Challenges and future directions:
- Designing a fair and transparent alignment process is complex.
- This paper demonstrates that the alignment method can work for a specific human reference group but doesn’t claim these group preferences are ideal.
- Multiple stakeholders need consideration, including model trainers, developers, end-users, and the broader impacted population.
- Aligning a system to everyone’s preferences simultaneously is impossible, and not all trade-offs will be universally endorsed.
- One potential approach is to train models for different group preferences so that it can reflect diverse values. However, this may still impact broader society, raising decisions about prioritizing preferences.
Limitations
Methodology:
- Contractor influence: InstructGPT is influenced by the human feedback from about 40 contractors.
- Contractors’ identity, beliefs, cultural backgrounds, and personal history may affect their judgments.
- They were selected based on their performance with sensitive prompts and labeling tasks.
- The small team size allowed for better communication but is not representative of the broader population will use the models.
- They are mostly English-speaking, and the data is almost entirely in English.
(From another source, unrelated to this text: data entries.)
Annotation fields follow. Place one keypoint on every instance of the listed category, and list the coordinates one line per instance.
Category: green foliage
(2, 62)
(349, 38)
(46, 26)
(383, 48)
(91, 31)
- Data collection improvements: Most comparisons are labeled by only one contractor to reduce costs.
- Multiple labelings could help identify disagreement areas, indicating where a single model may not align with all labelers.
- Averaging labeler preferences for disagreements might not be ideal, especially for minority groups, whose preferences should be weighted more heavily.
Models:
- Imcomplete alignment and safety: InstructGPT is not fully aligned or safe.
- It still generates toxic or biased outputs, misinformations, and sexual or violent content.
- It sometimes fails to generate reasonable outputs for certain inputs.
- Following potentially harmful instructions: InstructGPT often follows instructions even if it could lead to real-world harm.
- It produces more toxic outputs than GPT-3 when instructed to be maximally biased.